As Hawaii’s final competitor, Kiron Jabour came through in the clutch to capture his biggest career result with a win at the HIC Pro. Jabour outlasted a huge field of 112 surfers all looking to perform at Sunset Beach and set themselves up for a Triple Crown spot. In the end, the boy from the North Shore took the title and gave now heads into the prestigious series on a hot streak at waves he knows as well as anyone in the world.
Jabour has long been a competitive member of the Qualifying Series scene, but like many of the other Hawaii names, his most notable sessions have come on high-performance waves during freesurfs around the globe. He put together a good string in 2013, finishing 48th on the QS, then equaled that same finish last season.
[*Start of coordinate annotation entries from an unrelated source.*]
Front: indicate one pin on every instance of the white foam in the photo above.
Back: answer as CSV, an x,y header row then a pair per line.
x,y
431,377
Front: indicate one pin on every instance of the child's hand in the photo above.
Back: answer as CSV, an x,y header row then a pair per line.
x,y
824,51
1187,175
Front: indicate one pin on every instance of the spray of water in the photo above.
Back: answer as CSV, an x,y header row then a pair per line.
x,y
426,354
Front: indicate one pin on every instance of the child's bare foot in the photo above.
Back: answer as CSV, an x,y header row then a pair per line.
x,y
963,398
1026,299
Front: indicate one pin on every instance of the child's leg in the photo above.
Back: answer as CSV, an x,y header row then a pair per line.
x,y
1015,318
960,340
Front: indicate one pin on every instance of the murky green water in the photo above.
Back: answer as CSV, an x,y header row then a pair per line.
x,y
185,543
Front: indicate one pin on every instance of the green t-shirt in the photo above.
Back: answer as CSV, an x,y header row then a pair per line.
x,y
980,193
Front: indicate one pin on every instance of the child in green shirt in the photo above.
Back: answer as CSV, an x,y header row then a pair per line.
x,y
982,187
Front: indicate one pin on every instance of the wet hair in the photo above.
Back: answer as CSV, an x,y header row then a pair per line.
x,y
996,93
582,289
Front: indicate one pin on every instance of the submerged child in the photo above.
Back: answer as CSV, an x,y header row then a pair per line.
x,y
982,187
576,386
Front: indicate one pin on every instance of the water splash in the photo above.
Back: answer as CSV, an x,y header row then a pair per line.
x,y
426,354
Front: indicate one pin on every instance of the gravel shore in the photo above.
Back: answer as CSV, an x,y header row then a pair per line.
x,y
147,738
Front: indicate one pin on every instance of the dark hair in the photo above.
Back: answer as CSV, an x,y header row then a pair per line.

He should be able to best that, now moving into 56th this year with some prime opportunities at the Hawaiian Pro and World Cup ahead of him.
Jabour was fortunate throughout the event and realized every bit of scoring potential, which all turned out to be necessary. He was in a number of really close heats that could have swung many different directions. But his first scoring wave of the final netted him an 8.00, assuring that the three others in the lineup would need a big total in order to climb the ladder.
While this event always showcases so many of Hawaii’s best and less seen competitors, not many of them made it through the early and middle stages. Jabour and Luke Shepardson were the only two who reached the semifinals. Shepardson had the best wave of his heat but wasn’t able to find even a decent backup to push him into the final four.
Dusty Payne made it to the quarterfinals in his return, a fantastic achievement after his January wipeout at Pipeline that almost killed him. Payne was emotional prior to his first heat of the contest and spoke about paddling out and seeing some of the guys who literally saved his life that day. He’s scheduled to be in the Hawaiian Pro as one of Hawaii’s two wild card entries, along with Tanner Hendrickson. Payne is always easy to root for, but this year especially.
Along with Payne, a trio of Hawaii surfers made it to the quarterfinal round of 16. Cody Young, Hendrickson and Ian Gentil all seemed poised for deep runs and their results will still be nice boosts to their rankings. But none were able to reach those final few elite heats.
It was a breakout performance for Tahiti’s O’Neill Massin who finished in second place. Massin was truly dominant for most of the event and certainly performed better than anyone from his first to last heat. He began way back in round one and proceeded to win every heat up until the final, coming up just one spot shy of an astonishing achievement. He also had the highest point total in round four, in the quarterfinals and in the semifinals.
This is clearly a wave he enjoys and understands. In 2016, he did reach the fifth round at the World Cup of Surfing for what had been his best QS result to that point. He’s now bettered that with what would have been perfection if not for a slightly better showing by Jabour in the final. But the second-place result still gets him into the Triple Crown and he also jumped high enough in the local rankings to earn a wild card entry into all QS 10,000 contests next season.
The South African pair of Beyrick De Vries and Slade Prestwich also reached the final and took third and fourth place, respectively.
Qualification spots now take center stage for both the men and women. The Hawaiian Pro gets underway at Haleiwa on Nov. 12. Just prior to that, the Port Stephens Toyota Pro begins in New South Wales on Nov. 8. As the final QS 6,000 of the year, it’s the last chance for Brisa Hennessy and others on the qualification bubble to earn their spots on next season’s CT.